Recommended Models (Early 2026)
| Use Case | Model | Parameters | Min VRAM (Q4) |
|---|---|---|---|
| Fast general chat | Llama 3.2 8B | 8B | 5 GB |
| Coding assistant | Qwen 3 14B | 14B | 8 GB |
| Strong reasoning | Gemma 3 27B | 27B | 16 GB |
| Near-frontier quality | Qwen 3 32B | 32B | 20 GB |
| Maximum local capability | Llama 4 Scout 70B | 70B | 40 GB |
Qwen 3 models have been particularly strong in 2026, with the 32B variant matching or beating GPT-4o on several public benchmarks while running on a single RTX 4090. The Gemma 3 27B from Google is another standout - its 128K context window and multimodal support make it versatile for RAG applications.
Adding a UI and Integrating Into Your Workflow
Open WebUI: A ChatGPT-Like Interface for Local Models
Open WebUI is a self-hosted web interface that connects to Ollama or any OpenAI-compatible API. It gives you multi-model chat, document upload, built-in RAG, conversation history, and MCP tool integration - all running on your own hardware.

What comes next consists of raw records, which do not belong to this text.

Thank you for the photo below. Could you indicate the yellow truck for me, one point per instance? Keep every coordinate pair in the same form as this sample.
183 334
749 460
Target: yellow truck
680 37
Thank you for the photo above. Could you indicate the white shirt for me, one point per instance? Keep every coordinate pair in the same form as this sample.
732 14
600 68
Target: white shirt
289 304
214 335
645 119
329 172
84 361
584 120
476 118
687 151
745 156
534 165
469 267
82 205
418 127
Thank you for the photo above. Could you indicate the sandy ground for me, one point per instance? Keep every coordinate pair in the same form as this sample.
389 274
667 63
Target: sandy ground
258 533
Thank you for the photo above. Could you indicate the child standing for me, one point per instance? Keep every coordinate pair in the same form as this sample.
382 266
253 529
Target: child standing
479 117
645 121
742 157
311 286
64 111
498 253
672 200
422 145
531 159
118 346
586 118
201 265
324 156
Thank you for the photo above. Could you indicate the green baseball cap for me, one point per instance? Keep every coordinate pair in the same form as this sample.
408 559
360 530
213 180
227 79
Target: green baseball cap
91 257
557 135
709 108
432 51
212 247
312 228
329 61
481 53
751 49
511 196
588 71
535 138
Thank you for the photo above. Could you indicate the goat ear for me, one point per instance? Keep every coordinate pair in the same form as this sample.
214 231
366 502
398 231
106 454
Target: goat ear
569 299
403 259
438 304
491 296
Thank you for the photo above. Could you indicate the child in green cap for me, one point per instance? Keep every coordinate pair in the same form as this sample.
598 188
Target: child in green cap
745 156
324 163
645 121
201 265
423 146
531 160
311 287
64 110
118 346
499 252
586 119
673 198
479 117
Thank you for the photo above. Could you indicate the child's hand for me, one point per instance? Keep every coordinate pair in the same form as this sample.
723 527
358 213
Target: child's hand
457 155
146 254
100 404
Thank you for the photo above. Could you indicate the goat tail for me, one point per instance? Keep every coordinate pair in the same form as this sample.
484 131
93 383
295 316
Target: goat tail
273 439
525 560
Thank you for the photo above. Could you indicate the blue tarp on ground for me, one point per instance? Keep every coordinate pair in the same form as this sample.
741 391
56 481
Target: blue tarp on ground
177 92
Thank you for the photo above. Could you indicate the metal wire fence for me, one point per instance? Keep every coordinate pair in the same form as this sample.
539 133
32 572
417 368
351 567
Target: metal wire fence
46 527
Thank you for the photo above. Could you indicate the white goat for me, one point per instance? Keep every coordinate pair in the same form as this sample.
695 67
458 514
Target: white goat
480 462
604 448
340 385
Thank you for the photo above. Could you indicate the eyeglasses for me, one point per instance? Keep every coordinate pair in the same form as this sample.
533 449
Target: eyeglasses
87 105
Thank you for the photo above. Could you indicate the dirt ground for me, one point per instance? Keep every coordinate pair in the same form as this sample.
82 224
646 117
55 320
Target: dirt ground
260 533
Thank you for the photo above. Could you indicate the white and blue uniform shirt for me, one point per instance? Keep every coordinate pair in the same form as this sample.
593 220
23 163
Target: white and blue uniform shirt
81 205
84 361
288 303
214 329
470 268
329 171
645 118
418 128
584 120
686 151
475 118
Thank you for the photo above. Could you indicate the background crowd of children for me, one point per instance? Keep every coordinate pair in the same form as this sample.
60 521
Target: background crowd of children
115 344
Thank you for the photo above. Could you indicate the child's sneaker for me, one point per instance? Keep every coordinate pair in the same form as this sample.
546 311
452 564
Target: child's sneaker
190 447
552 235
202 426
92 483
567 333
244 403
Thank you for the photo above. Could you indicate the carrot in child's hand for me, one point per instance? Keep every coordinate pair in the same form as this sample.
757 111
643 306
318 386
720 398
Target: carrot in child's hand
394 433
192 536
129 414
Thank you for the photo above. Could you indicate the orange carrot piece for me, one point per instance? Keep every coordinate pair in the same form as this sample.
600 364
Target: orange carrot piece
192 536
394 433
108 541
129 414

Getting it running takes three commands:
# 1. Make sure Ollama is running
ollama serve
# 2. Pull a model
ollama pull qwen3:14b
# 3. Start Open WebUI via Docker
docker run -d -p 3000:8080 \
--add-host=host.docker.internal:host-gateway \
-v open-webui:/app/backend/data \
--name open-webui \
ghcr.io/open-webui/open-webui:main
Open your browser to http://localhost:3000 and you have a private, multi-model chat interface with RAG capabilities.
Local Models as an OpenAI API Drop-In
Both Ollama and LM Studio expose OpenAI-compatible endpoints. Any code that uses the OpenAI SDK works with a two-line change:
from openai import OpenAI
client = OpenAI(
base_url="http://localhost:11434/v1", # Ollama
api_key="not-needed"
)
response = client.chat.completions.create(
model="qwen3:14b",
messages=[{"role": "user", "content": "Explain MVCC in PostgreSQL"}]
)
This makes local models a drop-in replacement for development and testing. Tools like Continue use this same approach to provide local Copilot-style autocomplete in VS Code and JetBrains IDEs.

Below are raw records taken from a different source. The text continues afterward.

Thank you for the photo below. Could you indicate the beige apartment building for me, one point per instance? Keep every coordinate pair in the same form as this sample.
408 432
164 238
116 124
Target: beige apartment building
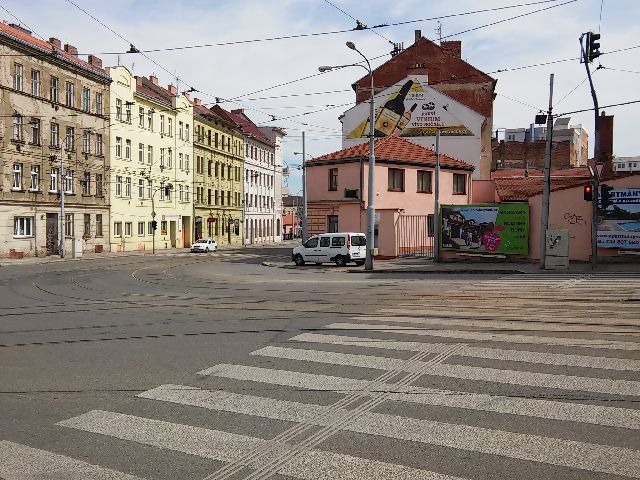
53 106
152 165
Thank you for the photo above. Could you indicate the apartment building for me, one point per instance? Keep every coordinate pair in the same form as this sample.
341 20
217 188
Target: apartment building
54 117
218 149
151 173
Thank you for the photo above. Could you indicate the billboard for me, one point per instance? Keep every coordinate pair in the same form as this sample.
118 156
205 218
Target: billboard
490 228
412 109
619 219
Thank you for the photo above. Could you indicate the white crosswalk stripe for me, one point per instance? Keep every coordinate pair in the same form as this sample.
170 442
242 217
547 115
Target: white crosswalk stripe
489 336
226 447
545 358
19 462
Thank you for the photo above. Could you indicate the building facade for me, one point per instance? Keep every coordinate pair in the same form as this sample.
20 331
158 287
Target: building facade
151 173
219 154
54 132
260 219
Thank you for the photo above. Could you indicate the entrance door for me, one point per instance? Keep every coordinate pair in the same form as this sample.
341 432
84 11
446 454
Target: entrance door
52 233
172 233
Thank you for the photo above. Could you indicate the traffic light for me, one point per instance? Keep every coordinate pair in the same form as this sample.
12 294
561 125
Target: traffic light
593 46
605 196
588 193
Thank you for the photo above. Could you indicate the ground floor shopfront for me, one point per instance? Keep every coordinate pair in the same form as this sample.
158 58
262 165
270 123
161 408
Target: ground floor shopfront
34 230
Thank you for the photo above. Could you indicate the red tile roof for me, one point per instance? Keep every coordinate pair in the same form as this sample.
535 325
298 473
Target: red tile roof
247 127
30 41
394 148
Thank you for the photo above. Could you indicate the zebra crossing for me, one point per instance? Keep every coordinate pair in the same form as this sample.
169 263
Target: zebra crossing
526 394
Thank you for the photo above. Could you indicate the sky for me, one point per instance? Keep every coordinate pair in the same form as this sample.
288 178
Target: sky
277 81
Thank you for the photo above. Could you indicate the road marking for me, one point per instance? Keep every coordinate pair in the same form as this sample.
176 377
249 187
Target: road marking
573 412
582 361
20 462
512 377
489 337
227 447
562 452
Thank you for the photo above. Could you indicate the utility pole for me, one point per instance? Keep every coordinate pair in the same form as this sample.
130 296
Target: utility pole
547 179
589 52
436 206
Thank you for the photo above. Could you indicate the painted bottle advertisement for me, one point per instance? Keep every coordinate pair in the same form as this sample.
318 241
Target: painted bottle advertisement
404 120
391 113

Limitations and When to Use Cloud Instead
Local LLMs have real constraints:
- No frontier models. GPT-4o, Claude Opus, Gemini Ultra - these are not available for local deployment. The gap has narrowed, but it still exists for complex reasoning and very long context tasks.
- Context window limits. Most local setups top out at 32K-128K tokens in practice. Cloud models offer 200K+ with better performance at those lengths.
- Multi-user throughput. Serving more than a handful of concurrent users locally requires vLLM and serious GPU hardware. API providers handle scaling for you.
- No automatic updates. You manage model versions, security patches, and infrastructure yourself.
The pragmatic approach: use local models for development, testing, privacy-sensitive workloads, and experimentation. Use cloud APIs for production serving at scale and tasks requiring frontier-level quality. Many teams run both - local Ollama for dev, cloud API for production - with the same code thanks to OpenAI-compatible endpoints.
Key Takeaways
- Start with Ollama for CLI-driven workflows, or LM Studio if you prefer a GUI. Both get you running in under 5 minutes.
- VRAM determines what you can run. 8 GB handles 7-8B models. 24 GB handles 27-32B models. Capacity matters more than GPU generation.
- Q4_K_M quantization is the default choice - 75% smaller than FP16 with minimal quality loss.
- Qwen 3 and Gemma 3 are the strongest open model families for local use right now.
- Open WebUI + Ollama gives you a private ChatGPT-like setup with RAG in three commands.
- Local for dev, cloud for prod is a practical hybrid that gives you the best of both worlds.